The COVID-19 pandemic is currently in its third year. There are various vaccines available for the disease, and the vaccination rates greatly differ from place to place [97,98,99]. Vaccination alters immune responses in COVID-19 patients, which may hamper the utility and/or validity of using the NLR. However, a study performed by Mediu et al., which evaluated NLR values in vaccinated patients, showed that there was no statistical significance between cases and controls [100]. In the future, we need further large-scale, prospective studies to clinically validate a more exact NLR cut-off. There is a need to conduct these studies in various other demographics to assess ethnic and racial differences. We would also need to account and adjust for the date of NLR collection and the duration of symptoms, treatment at the time of hospitalization and other potential confounders.

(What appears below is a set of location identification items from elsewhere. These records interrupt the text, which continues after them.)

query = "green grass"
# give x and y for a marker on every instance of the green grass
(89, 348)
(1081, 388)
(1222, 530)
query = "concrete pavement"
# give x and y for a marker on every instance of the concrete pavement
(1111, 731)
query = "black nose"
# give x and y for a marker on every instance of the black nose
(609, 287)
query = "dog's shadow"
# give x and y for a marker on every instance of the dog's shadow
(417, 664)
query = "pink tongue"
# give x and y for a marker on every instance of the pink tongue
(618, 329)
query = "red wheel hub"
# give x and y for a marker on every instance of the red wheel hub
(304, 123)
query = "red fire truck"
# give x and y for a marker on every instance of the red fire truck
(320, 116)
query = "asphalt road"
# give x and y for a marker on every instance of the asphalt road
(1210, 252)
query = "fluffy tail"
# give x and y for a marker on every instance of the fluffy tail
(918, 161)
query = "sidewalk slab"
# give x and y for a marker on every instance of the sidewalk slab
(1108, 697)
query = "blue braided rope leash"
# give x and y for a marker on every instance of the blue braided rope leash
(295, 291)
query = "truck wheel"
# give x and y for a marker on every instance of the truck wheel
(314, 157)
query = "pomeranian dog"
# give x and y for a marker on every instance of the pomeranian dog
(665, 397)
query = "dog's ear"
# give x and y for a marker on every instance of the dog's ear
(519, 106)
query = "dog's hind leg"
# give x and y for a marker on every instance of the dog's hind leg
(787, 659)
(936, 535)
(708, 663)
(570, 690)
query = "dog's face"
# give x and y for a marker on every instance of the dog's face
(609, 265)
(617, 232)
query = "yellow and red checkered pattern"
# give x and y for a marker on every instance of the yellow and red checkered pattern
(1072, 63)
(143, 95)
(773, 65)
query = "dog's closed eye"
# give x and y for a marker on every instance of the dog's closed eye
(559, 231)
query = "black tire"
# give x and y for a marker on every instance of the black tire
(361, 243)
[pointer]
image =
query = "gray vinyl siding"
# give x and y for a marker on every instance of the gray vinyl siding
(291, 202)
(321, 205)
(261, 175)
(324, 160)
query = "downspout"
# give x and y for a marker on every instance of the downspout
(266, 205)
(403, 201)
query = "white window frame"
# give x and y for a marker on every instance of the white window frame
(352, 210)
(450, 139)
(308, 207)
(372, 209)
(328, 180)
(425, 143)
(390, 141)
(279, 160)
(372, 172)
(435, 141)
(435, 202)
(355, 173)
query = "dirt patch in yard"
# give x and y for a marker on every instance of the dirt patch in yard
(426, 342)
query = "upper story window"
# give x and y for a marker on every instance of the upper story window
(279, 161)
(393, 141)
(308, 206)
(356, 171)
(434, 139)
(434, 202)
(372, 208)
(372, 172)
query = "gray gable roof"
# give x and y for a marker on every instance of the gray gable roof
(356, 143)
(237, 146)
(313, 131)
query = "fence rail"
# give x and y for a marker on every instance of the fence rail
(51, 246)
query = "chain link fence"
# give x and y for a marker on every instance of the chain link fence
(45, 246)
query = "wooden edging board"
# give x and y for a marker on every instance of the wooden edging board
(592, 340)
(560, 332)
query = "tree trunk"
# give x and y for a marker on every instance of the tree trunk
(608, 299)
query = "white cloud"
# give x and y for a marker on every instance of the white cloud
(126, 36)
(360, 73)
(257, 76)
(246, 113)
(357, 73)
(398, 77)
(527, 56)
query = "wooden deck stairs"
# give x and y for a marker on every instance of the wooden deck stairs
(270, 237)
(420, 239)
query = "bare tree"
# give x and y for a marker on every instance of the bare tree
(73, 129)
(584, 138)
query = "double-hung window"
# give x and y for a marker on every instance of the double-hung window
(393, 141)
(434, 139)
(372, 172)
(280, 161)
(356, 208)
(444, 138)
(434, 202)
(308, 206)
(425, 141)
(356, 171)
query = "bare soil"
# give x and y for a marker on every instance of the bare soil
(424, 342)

Lastly, the pandemic has also seen a shift in the clinical evaluation of patients with the onset of telemedicine and remote counselling [101]. Thus, there is a need to also assess the best markers to accommodate the changing healthcare scenario.

5. Conclusions

NLR is a useful assessment tool to map out COVID-19-related disease severity and mortality outcomes. Embedding NLR into routine clinical management can help clinicians to identify potentially severe cases earlier, and facilitate risk stratification to initiate prompt therapeutic intervention. We observed that NLR > 6.5 is associated with significantly greater the odds of mortality. There is a need for further studies that focus on obtaining a clinically relevant cut-off value that may potentially improve clinical outcomes and reduce overall COVID-19-related mortality.

Supplementary Materials

The following supporting information can be downloaded at: https://www.mdpi.com/article/10.3390/vaccines10081233/s1, Table S1: Prisma Checklist, Table S2: Search strategy terms and results, Table S3: Identification of various severity criteria for studies, Table S4: The characteristics of the included studies comparing severe and non-severe COVID-19 patients, Table S5: The characteristics of included studies, comparing survivors and non-survivors of COVID-19, Table S6: Risk of bias assessment of all included studies using the Newcastle–Ottawa Scale (NOS), Figure S1A: Forest plot of studies comparing severe disease with non-severe disease, stratified by severity criteria, Figure S1B: Forest plot of studies comparing severe disease with non-severe disease, stratified by WHO region, Figure S2: Forest plot of studies comparing non-survivors with survivors, stratified by WHO region, Figure S3A: Forest plot of the NLR odds for predicting disease severity in patients with COVID-19, Figure S3B: Forest plot of NLR odds for predicting disease mortality in patients with COVID-19, Figure S4A: Forest plot showing NLR’s sensitivity for predicting disease severity in patients with COVID-19, Figure S4B: Forest plot showing NLR’s specificity for predicting disease severity in patients with COVID-19, Figure S5: Forest plot showing diagnostic odds ratio (DOR) of NLR for predicting disease severity in patients with COVID-19, Figure S6: Forest plot showing sensitivity and specificity of NLR for predicting disease mortality in patients with COVID-19, Figure S7: Forest plot showing sensitivity and specificity of NLR for predicting disease mortality in patients with COVID-19, Figure S8: Forest Plot using the random-effects model, showing the association between NLR value on admission and all-cause mortality risk, Figure S9: Bubble plot for meta-regression in studies with severity outcome, Figure S10: Bubble plot for meta-regression in studies with mortality outcome, Figure S11: Forest plot of studies comparing severe disease with non-severe disease, stratified by study design, Figure S12: Forest plot of studies comparing non-survivors with survivors, stratified by region.

Author Contributions

M.P.A., K.G., S.U. and A.P. were involved in conceptualizing the research idea and creating the research design. A.P., S.P., S.A., C.K.B. were involved in the acquisition of data and analysis. A.P., S.P., S.A., C.K.B., M.P.A., S.U., K.G. and M.T.K. were involved in the interpretation of data, and verified the underlying data. A.P., S.P., S.A. and C.K.B. were involved in drafting the manuscript for intellectual content. M.P.A., M.T.K., S.U. and K.G. were involved in critical revision of the manuscript for intellectual content. A.P., M.P.A., M.T.K., S.U. and K.G. managed the submission process. All the authors had full access to all the data in the study. They take responsibility for the integrity of the data and the accuracy of the data analysis. All authors have read and agreed to the published version of the manuscript.

Funding

The study was supported by the Swedish Heart Lung Foundation (S.U.: 20210548; K.G.: 20200776). M.P.A. was supported by the Wellcome Trust, Grant No. IA/TS-G/19/1/600026.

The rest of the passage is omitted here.